In questi giorni di diffuso tormento per il trasferimento di Dusan Vlahovic dalla Fiorentina alla Juventus si pone spesso l'accento sul numero notevole di calciatori che hanno fatto lo stesso percorso di carriera, dai casi più recenti di Federico Chiesa e Federico Bernardeschi, per arrivare ad un paragone assolutamente infondato, se non irritante, con il trasferimento di Roberto Baggio nella primavera del '90. 

Si, perché il trasferimento di Vlahovic alla Juve non ha nulla in comune con quello di Baggio per almeno due ragioni: anzitutto perché Baggio non voleva andare via da Firenze e non voleva andare alla Juve, e questo lo rende come l'esatto opposto degli attuali ax viola vestiti di bianconero; e poi, soprattutto, perché Baggio era un poeta del calcio, sia con in piedi che con la testa, e questo lo rende difficilmente paragonabile a successive esperienze mercatorie di minor conto. 

Il tipo di trasferimento riproposto oggi con Vlahovic è stato, invece, inaugurato con Felipe Melo nel 2009. Identiche le ragioni, prettamente economiche, che mettevano d'accordo tutti, calciatore e società; identica la tipologia di calciatore, non un poeta del calcio ma un giovane bravo e prestante che aveva lasciato casa propria fin da piccolo per fare carriera in paesi stranieri, un fine che dava coerenza ad ogni successivo trasferimento dettato dal carrierismo fine a sé stesso.

Sulla stessa scia direi che si possono inquadrare i trasferimenti di Bernardeschi e Chiesa, anch'essi finiti alla Juve per loro volontà e per mero carrierismo, con l'aggravante di aver usato i termini contrattuale come arma di persuasione contro la società, con l'implicita mincaccia di trasferirsi a costo zero, come aveva fatto Riccardo Montolivo per andare al Milan.

I tutti questi casi, oltre alla volontà di lasciare senza troppi scrupoli la città e la tifoseria che li aveva adottati e resi forti, emerge anche una comune propensione a forzare le questioni contrattuali per accasarsi al meglio in club maggiori, a prescindere dalla gratitudine dovuta al club di provenienza e fregandosene delle rivalità o degli antagonismi di fede calcistica che li contrapponevano alla propria squadra.

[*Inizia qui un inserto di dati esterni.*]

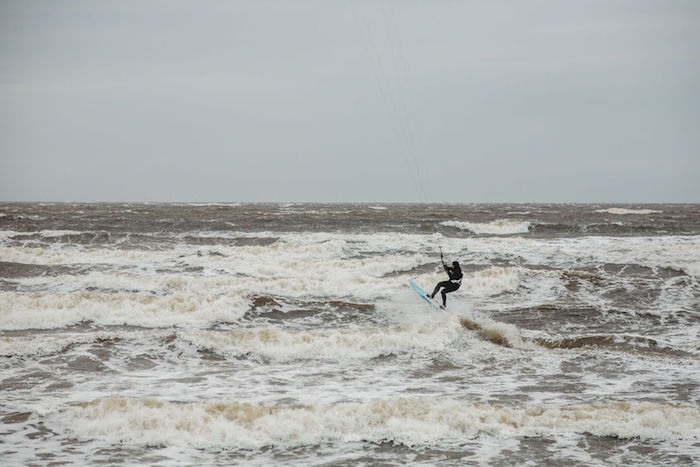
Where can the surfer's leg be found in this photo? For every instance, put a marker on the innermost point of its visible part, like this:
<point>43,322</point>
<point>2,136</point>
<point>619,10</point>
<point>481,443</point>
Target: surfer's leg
<point>437,287</point>
<point>449,287</point>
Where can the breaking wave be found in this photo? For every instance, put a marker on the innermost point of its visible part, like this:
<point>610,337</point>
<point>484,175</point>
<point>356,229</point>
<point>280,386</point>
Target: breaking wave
<point>410,421</point>
<point>624,211</point>
<point>503,227</point>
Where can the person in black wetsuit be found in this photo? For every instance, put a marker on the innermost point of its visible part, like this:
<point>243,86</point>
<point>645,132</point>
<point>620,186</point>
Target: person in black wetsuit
<point>455,273</point>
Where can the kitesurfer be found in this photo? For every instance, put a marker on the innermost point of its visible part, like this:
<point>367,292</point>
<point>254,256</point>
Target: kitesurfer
<point>455,273</point>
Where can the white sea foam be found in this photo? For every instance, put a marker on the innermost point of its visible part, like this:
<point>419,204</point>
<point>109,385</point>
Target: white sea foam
<point>47,344</point>
<point>412,421</point>
<point>496,332</point>
<point>55,310</point>
<point>333,344</point>
<point>502,227</point>
<point>624,211</point>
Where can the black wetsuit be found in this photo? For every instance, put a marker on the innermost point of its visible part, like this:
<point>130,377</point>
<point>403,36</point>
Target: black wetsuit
<point>455,273</point>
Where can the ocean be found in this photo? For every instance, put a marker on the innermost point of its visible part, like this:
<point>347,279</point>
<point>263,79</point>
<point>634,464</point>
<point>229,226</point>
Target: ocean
<point>287,334</point>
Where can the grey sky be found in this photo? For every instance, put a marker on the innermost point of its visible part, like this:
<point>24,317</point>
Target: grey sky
<point>471,101</point>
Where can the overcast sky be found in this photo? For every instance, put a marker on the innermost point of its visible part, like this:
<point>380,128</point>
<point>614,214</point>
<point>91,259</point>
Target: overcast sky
<point>350,100</point>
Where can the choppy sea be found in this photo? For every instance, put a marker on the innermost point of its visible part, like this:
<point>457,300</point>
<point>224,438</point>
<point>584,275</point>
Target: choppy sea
<point>287,334</point>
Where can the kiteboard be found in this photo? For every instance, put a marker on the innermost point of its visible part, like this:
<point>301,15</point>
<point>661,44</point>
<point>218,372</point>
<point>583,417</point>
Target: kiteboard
<point>421,293</point>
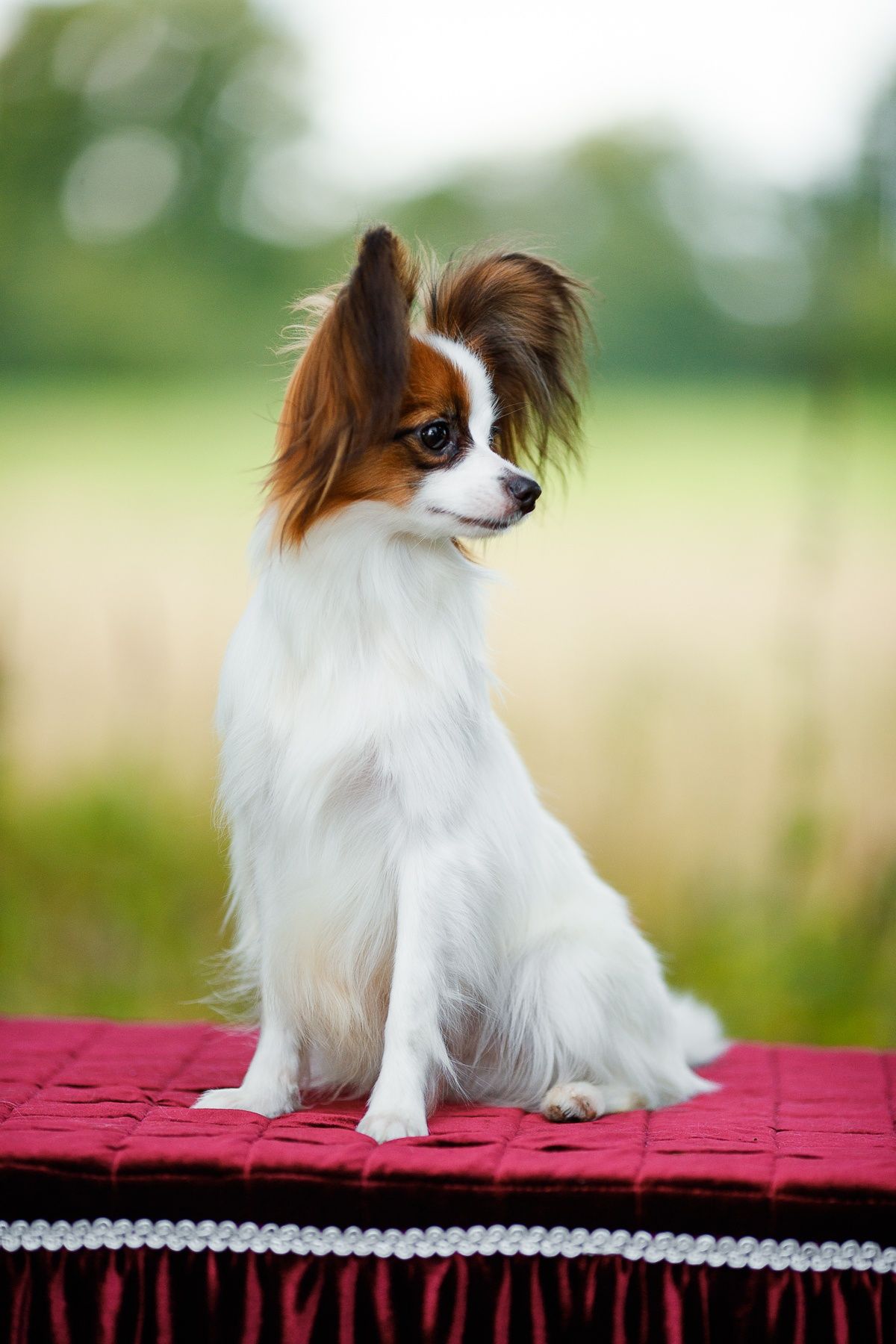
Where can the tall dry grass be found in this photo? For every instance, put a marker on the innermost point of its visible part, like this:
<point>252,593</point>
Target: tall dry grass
<point>696,641</point>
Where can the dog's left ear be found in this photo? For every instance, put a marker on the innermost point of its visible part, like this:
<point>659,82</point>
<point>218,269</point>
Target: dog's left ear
<point>346,391</point>
<point>524,317</point>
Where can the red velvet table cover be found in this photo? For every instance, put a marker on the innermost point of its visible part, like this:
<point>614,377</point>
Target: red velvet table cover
<point>96,1122</point>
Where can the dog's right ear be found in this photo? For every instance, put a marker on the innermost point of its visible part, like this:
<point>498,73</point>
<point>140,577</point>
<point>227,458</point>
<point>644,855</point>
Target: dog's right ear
<point>346,391</point>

Insomma, trasferimenti impregnati di tanto opportunismo e tanto calcolo, in cui la dimensione sportiva o la figura del campione stenta a vedersi. Non sarà un caso che nessuno di loro ha avuto dal trasferimento notevoli crescite in termini di valore calcistico. Lo stesso Chiesa, che pure raccoglie consensi anche in Nazionale, non sembra avere ancora espresso in bianconero livelli calcistici più alti di quelli espressi a Firenze. 

Diverso, invece, il discorso per Cuadrado, altro ex viola approdato alla Juve, ma non alla stessa maniera: il colombiano, sicuramente il più forte tra gli attuali calciatori juventini cresciuti alla Fiorentina, andò via da Firenze per un campionato diverso, quello inglese, senza imporre nulla e dopo aver rinnovato il contratto coi Della Valle, ringraziando tutti ed ottenendo da tutti i migliori auspici per una felice carriera. Insomma, Cuadrado andò via da campione che non si avvale di trucchi o tatticismi legati alle scadenze contrattuali, non fa capricci con la società, e viene acquistato per il proprio valore, in realtà elevatissimo. L'affarismo non è contegno che si addica ad un campione vero. 

Il trasferimento di Vlahovic, in corso di definizione in queste ore, si inserisce, dunque, nel filone di operazioni simili che hanno riguardato Felipe Melo, Montolivo, Bernardeschi e Chiesa, dettate soprattutto da calcoli, carrierismo, ambizione, disinteresse per la fede calcistica e talvolta strumentalizzazione dei contratti in scadenza, col valore umano e tecnico del campione rimasto fuori gioco e mortificato. Non la migliore premessa per una grande carriera, come i precedenti di Melo, Montolivo e Bernardeschi hanno dimostrato. 

Sicuramente nulla a che vedere con la storia di Roberto Baggio, che pur costretto ad un matrimonio di interessi, rimase sempre puro nello sua passione per il calcio e si dimostrò grande campione in ogni situazione.